Right, I think that the CDN is blocking this for some reason.
Go to the bottom of the page and you'll find all official debian mirrors all over the world.
https://www.debian.org/mirror/listPick a mirror and see if you can access the InRelease file from the server. Then you can change the
/etc/apt/sources.list
and then runapt update
again. -
@Pete-S said in Debian Packages Not Trusted, APT Linux:
@scottalanmiller said in Debian Packages Not Trusted, APT Linux:
@Pete-S said in Debian Packages Not Trusted, APT Linux:
@scottalanmiller said in Debian Packages Not Trusted, APT Linux:
deb http://deb.debian.org/debian bullseye-updates main contrib
If you just want to get past the error, you can change the above line to:
deb [trusted=yes] http://deb.debian.org/debian/dists/bullseye-updates/InRelease
I think you might end up with another error instead though.
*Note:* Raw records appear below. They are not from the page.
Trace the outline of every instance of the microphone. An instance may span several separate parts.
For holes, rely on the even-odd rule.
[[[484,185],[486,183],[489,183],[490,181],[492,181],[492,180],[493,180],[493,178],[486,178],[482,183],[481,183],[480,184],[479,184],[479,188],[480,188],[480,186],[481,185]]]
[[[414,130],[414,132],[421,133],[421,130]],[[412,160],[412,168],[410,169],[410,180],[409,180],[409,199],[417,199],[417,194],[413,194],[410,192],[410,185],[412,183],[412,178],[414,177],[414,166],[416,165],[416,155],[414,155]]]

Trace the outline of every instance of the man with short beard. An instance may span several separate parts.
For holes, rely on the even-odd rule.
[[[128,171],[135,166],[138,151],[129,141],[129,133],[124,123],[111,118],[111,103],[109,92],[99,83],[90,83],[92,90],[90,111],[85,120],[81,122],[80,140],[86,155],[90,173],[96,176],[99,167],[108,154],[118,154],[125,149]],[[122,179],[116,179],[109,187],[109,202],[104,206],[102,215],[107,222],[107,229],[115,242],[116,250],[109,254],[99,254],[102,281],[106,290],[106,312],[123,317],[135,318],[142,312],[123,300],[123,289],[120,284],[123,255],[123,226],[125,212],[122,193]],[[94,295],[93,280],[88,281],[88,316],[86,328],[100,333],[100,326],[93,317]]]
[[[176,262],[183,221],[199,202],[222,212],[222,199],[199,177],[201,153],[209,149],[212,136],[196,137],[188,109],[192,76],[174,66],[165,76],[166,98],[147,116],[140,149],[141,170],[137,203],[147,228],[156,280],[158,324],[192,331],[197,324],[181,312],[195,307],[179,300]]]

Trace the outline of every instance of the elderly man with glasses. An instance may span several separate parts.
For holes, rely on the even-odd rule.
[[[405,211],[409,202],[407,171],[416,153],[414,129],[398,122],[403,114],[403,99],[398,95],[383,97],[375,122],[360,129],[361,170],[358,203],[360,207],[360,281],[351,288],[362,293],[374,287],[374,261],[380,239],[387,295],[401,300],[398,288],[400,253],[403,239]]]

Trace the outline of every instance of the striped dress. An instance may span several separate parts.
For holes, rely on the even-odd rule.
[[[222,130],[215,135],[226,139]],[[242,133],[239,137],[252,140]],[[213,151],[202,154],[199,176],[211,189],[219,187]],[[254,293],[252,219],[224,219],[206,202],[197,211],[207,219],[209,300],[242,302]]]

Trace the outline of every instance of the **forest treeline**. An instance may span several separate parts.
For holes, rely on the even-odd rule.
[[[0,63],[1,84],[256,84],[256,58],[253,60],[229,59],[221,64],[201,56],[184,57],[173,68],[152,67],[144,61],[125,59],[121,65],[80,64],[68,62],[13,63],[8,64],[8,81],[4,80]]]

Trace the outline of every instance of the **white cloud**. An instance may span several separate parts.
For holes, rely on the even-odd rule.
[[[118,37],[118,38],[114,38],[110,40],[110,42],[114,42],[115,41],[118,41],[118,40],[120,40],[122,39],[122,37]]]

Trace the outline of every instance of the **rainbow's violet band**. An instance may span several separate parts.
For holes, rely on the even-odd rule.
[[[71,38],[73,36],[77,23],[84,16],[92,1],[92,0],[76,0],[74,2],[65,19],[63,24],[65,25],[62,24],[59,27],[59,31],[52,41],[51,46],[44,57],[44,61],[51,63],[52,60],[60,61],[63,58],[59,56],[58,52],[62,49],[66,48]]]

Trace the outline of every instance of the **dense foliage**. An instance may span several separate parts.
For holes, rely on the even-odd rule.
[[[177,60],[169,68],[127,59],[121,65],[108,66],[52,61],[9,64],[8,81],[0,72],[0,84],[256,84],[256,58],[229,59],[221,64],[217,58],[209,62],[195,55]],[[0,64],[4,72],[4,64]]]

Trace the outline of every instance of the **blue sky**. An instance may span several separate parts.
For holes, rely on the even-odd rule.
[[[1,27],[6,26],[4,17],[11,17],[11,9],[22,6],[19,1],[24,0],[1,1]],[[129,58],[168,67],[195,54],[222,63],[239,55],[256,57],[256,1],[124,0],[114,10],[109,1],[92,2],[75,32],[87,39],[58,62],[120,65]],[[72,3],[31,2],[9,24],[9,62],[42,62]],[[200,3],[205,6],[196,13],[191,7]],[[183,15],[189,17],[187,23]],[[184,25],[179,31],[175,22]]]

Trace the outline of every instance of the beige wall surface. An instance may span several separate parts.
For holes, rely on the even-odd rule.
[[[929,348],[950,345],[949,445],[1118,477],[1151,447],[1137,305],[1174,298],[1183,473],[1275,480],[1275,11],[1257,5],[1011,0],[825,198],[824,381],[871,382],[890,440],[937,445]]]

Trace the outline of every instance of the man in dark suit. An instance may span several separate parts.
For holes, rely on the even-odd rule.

Because I don't think it's the actual problem.
Right, I think that the CDN is blocking this for some reason.
Go to the bottom of the page and you'll find all official debian mirrors all over the world.
https://www.debian.org/mirror/listPick a mirror and see if you can access the InRelease file from the server. Then you can change the
/etc/apt/sources.list
and then runapt update
again.Yup, I grabbed one manually and it "just worked". It's something broken in the mirrors!!
-
Thanks, we are up and running again!